The latest small player to be elbowed out is Magruder’s, a Rockville-based, family-owned chain that has roots dating back to 1875. On Wednesday, its owners announced that they had sold one location and are in the process of selling their remaining four. “Now is the right time for our family to move on,” Gary Bortnick, the company’s vice president, said in a statement. He did not specify the reasons for the sale.
Some suspect that it’s simply becoming too difficult for small, sell-everything stores to stay afloat when surrounded by enormous chains that can purchase much larger inventories at much lower rates.
“There is just too much competition to try to take on the big-box stores, because they can kill you on prices and variety,” said Geoff Brown, principal at Bond Beebe, an accounting firm in Bethesda specializing in small, medium and family-run businesses. “Unless you happen to be in a very unique location, in order to survive I think these small stores are going to have to be specialized.”
That’s a change from the past couple of decades, when locally owned, full-service grocery stores managed to compete with large chains including Safeway and Giant. But the competition has progressively gotten tougher as Harris Teeter, Wegmans, Trader Joe’s and Whole Foods entered the market and the likes of Target and Wal-Mart began to stock groceries.
In its prime, Magruder’s had 10 stores selling everything from produce to poultry, offering the same one-stop service as its big-name counterparts. But trying to compete simply as a smaller version of those stores has proven “really, really hard,” Brown said, as it has in most retail sectors over the past few decades.
“This goes well beyond the grocery and supermarket industries — everywhere you go, you see the same stores, the same restaurants, and places like Magruder’s are just having a difficult time surviving,” Brown said. “On the other hand, the organic stores certainly have their niche, and the Hispanic and Italian markets — I think those will continue to exist.”
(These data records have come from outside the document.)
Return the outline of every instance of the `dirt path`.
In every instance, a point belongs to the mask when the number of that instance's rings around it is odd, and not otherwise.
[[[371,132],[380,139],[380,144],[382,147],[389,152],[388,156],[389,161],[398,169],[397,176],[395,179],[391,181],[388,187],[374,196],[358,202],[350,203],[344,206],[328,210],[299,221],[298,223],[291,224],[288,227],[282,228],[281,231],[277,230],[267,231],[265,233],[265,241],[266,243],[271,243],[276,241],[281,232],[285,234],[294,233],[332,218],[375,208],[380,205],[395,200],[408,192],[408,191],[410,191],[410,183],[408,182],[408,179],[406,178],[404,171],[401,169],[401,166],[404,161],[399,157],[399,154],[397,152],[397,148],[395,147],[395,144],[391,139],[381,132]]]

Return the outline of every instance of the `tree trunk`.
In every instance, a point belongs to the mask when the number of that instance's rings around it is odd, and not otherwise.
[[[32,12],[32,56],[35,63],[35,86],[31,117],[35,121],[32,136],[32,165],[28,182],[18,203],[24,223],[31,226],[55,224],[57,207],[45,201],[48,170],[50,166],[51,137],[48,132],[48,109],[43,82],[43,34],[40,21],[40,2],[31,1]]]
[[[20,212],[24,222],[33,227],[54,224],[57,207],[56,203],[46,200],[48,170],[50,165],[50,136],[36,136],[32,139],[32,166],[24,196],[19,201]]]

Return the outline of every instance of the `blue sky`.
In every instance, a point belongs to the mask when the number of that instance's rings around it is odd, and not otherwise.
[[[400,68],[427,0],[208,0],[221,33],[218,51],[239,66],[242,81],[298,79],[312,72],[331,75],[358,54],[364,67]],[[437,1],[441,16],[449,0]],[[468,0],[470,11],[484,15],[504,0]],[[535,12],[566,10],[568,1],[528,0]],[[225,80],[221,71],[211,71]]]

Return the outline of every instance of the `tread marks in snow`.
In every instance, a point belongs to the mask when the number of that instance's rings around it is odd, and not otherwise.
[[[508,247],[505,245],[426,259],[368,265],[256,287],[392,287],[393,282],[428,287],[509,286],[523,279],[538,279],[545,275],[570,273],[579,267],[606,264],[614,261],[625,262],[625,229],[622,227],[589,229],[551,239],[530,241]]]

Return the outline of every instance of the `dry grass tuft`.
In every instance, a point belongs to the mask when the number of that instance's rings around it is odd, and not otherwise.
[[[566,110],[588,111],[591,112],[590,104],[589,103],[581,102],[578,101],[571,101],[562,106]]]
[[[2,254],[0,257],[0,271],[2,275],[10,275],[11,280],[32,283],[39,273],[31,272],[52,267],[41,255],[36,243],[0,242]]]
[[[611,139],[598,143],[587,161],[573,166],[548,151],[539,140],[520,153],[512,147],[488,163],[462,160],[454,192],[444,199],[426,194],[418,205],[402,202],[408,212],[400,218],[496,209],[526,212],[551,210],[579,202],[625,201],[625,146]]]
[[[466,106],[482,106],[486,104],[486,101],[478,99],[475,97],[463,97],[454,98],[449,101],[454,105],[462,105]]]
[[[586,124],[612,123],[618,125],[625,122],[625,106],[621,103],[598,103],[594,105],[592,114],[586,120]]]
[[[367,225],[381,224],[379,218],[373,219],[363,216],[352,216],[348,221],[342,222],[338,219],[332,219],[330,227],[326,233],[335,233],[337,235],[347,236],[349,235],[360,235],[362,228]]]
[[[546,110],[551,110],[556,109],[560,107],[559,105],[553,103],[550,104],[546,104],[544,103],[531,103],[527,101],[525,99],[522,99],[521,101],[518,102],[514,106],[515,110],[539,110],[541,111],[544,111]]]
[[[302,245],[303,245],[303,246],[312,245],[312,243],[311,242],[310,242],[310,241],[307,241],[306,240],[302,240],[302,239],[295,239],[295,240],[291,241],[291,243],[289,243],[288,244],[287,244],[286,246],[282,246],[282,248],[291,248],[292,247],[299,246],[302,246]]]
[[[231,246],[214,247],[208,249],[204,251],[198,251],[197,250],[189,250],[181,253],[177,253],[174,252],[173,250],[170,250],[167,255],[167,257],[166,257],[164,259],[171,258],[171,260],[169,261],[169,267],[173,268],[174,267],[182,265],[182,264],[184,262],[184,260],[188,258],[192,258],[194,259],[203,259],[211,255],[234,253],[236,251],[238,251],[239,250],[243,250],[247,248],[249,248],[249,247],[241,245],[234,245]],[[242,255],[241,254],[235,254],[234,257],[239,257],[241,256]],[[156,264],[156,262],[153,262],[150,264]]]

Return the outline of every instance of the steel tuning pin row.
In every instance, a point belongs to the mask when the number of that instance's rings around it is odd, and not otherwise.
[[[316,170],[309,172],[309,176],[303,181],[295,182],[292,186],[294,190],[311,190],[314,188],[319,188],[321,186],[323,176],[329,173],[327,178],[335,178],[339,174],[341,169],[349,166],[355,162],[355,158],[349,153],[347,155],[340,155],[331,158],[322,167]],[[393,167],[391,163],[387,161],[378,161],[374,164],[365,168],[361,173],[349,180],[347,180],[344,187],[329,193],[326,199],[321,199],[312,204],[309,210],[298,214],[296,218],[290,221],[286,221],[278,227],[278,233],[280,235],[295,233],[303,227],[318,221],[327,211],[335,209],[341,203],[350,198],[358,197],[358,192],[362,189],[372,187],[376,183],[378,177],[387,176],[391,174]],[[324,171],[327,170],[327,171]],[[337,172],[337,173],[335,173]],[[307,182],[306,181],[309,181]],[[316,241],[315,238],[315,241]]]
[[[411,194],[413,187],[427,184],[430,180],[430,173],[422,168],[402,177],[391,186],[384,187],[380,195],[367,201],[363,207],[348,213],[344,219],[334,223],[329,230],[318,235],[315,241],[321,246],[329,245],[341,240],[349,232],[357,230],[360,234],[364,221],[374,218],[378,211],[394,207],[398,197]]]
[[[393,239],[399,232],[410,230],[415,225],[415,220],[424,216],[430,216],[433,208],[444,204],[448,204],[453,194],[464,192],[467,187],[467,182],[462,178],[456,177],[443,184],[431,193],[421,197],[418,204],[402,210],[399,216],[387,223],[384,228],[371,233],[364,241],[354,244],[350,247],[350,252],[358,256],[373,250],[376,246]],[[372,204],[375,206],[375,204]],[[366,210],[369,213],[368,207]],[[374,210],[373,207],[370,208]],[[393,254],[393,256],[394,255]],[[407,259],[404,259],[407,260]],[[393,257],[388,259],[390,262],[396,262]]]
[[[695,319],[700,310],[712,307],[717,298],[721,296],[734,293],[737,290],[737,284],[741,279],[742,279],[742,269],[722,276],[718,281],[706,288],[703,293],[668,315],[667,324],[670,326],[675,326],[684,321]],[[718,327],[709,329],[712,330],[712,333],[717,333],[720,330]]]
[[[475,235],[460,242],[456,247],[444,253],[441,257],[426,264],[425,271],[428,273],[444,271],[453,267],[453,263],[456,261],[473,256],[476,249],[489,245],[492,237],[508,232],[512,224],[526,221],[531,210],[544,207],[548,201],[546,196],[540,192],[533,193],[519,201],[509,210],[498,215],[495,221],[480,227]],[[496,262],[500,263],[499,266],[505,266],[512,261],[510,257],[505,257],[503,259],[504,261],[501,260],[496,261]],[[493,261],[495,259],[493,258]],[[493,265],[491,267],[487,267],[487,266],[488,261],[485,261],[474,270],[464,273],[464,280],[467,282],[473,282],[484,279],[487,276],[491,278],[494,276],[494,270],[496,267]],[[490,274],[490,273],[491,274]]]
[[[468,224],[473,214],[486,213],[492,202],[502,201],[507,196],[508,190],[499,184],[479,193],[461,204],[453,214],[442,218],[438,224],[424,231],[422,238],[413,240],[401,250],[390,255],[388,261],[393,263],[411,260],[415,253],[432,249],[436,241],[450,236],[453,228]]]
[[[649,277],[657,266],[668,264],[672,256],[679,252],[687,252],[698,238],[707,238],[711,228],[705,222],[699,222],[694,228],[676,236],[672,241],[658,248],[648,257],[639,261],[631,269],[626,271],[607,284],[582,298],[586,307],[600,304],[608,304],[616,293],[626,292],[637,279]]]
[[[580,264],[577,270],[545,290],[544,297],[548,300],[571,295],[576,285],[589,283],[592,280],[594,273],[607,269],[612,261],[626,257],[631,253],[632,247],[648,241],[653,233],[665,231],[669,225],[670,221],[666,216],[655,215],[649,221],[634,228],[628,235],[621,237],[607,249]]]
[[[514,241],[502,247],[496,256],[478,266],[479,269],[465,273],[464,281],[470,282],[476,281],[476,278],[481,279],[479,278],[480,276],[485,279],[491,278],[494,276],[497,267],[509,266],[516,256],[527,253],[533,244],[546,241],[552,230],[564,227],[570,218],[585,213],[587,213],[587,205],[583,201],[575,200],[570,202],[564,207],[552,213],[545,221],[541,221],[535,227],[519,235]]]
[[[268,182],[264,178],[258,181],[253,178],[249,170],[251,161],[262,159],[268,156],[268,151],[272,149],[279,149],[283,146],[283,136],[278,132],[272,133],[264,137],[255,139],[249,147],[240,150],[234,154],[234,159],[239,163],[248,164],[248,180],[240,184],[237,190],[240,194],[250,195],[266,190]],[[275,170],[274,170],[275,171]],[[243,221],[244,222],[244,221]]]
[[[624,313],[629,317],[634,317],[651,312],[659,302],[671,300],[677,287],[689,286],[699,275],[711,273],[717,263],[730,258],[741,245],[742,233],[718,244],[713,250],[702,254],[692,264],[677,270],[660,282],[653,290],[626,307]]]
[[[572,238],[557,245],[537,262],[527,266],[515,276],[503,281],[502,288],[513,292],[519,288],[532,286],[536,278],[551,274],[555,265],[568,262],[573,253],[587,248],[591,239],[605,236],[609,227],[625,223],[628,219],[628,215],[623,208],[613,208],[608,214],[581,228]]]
Scott Nash, founder of Mom’s Organic Market, a chain of 10 organic food stores in the area, said his company has continued to grow in recent years thanks in part to its niche business model, as well as evolving consumer behaviors.
“People seem to be making many more shopping visits, going one place for their favorite butcher, picking up bread at their favorite bake shop, then going somewhere else because they have the best produce,” Nash said, adding that he is surprised that the Wegmans model of offering “everything you could ever need” is still working. “People want to think they are getting the absolutely best in every purchase.”
Mom’s is planning to keep adding new stores in the region, and Nash said he believes that the specialty products will continue to draw customers as long as they don’t try to compete head-to-head with their larger rivals.
“We have our stores in [a region] with probably more Whole Foods than any other area in the country, and we’re able to compete because we aren’t trying to go head-to-head with Whole Foods,” he said. “Why would we? That’s the dumbest thing we could do. We do our own thing, and we do it best, and our goal has never been to get Whole Foods’s customers.”
But small merchants like Magruder’s, which offers a broad array of products, must try to steal some market share from large competitors that do the same.
Barry Scher, a former spokesman for Giant who is now a principal at the local government relations consultancy Policy Solutions, said there are now too many big-name chains with more modern stores, wider varieties of products and lower prices for the Magruder’s of the world to retain their customers.
“It’s just an outdated model, and it’s time has come and gone,” he said.